L’advertising perfetto grazie alla Content Intelligence

Proponi contenuti che i tuoi utenti non potranno fare a meno di cliccare

Fabiano Sarti
Chief Operating Officer @StartupItalia!

Che stress la pubblicità!

 
La pubblicità è arrivata a un punto in cui, vuoi per la sovrabbondanza dei messaggi vuoi l’arroganza stessa con cui ci vengono imposti, sta travalicando i confini della semplice réclame. Mentre ai tempi dell’analogico, quando la TV passava uno spot sgradito proprio nel momento clou del film che state vedendo, potevate esercitare forme di ostruzionismo quali l’alzarvi per andare in bagno a fare pipì o recarvi al frigo in cerca di uno spuntino, nell’era del digitale e dell’essere interconnessi con più devices, la pubblicità continua ad essere in movimento, inesausta e inesauribile nel cercarci e riesce a invaderci nella nostra sfera privata e personale seguendo le scie digitali che lasciamo nel corso della nostra navigazione.
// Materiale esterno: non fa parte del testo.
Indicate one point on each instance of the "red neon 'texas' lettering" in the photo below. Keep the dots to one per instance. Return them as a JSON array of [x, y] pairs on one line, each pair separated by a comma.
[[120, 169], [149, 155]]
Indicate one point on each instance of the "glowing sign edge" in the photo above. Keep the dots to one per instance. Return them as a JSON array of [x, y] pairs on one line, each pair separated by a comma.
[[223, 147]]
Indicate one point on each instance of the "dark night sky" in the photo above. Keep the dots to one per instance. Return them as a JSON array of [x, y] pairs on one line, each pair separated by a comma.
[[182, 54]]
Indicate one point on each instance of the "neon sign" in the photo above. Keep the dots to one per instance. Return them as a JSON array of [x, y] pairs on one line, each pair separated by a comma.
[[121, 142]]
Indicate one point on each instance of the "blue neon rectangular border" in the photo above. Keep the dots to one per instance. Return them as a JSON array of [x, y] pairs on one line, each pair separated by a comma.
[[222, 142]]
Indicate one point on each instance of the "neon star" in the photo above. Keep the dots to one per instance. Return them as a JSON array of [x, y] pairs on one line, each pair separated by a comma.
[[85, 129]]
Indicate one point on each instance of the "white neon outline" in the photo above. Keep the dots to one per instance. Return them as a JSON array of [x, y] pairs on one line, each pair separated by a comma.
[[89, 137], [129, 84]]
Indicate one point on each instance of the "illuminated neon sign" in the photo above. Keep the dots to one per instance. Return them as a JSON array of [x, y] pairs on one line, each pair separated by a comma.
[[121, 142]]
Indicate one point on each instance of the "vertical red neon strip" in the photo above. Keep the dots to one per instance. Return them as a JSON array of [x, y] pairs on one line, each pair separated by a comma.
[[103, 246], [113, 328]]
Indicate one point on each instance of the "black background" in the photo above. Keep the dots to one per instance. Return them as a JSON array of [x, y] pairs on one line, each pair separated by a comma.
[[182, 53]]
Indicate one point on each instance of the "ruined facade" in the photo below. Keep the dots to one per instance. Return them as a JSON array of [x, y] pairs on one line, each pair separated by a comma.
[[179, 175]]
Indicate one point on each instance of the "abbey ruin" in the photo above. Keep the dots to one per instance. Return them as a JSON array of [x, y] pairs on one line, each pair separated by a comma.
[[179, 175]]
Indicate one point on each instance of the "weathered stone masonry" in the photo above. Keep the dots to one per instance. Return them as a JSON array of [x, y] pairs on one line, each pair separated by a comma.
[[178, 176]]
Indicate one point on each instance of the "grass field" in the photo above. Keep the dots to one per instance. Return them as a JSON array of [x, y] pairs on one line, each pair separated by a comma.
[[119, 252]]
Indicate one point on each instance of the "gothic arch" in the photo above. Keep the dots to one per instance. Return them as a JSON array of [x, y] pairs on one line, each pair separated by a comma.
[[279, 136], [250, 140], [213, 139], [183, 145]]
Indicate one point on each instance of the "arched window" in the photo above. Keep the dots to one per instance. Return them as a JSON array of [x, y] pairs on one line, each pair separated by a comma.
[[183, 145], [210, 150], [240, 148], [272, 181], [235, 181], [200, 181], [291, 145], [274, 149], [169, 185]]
La pervasività della pubblicità ha due conseguenze, la prima è l’insofferenza, il fastidio o il disagio dei suoi destinatari che la giudicano intrusiva e ripetitiva. Basta pensare a come la pubblicità abbia contribuito a ridurre il numero di spettatori TV! Questa percezione negativa si riflette in una ricerca effettuata da Yankelovih Marketing/Forrester Research che già nel 2006 segnalava che il 60% dei consumatori era favorevole a tecnologie in grado di bloccare gli annunci pubblicitari. Se un utente applica sistemi di blocco come AdBlock alla sua navigazione è come se mettesse fuori da casa sua sulla cassetta della posta il cartello con scritto “No pubblicità”, indicando che ha raggiunto un punto di saturazione e non ne vuole più sapere. La seconda è la completa indifferenza in cui l’atteggiamento dei consumatori ricalca il dantesco “non ti curar di loro ma guarda e passa”. I risultati delle campagne pubblicitarie impostate in questo modo sono sempre più insoddisfacenti e lo confermano le statistiche.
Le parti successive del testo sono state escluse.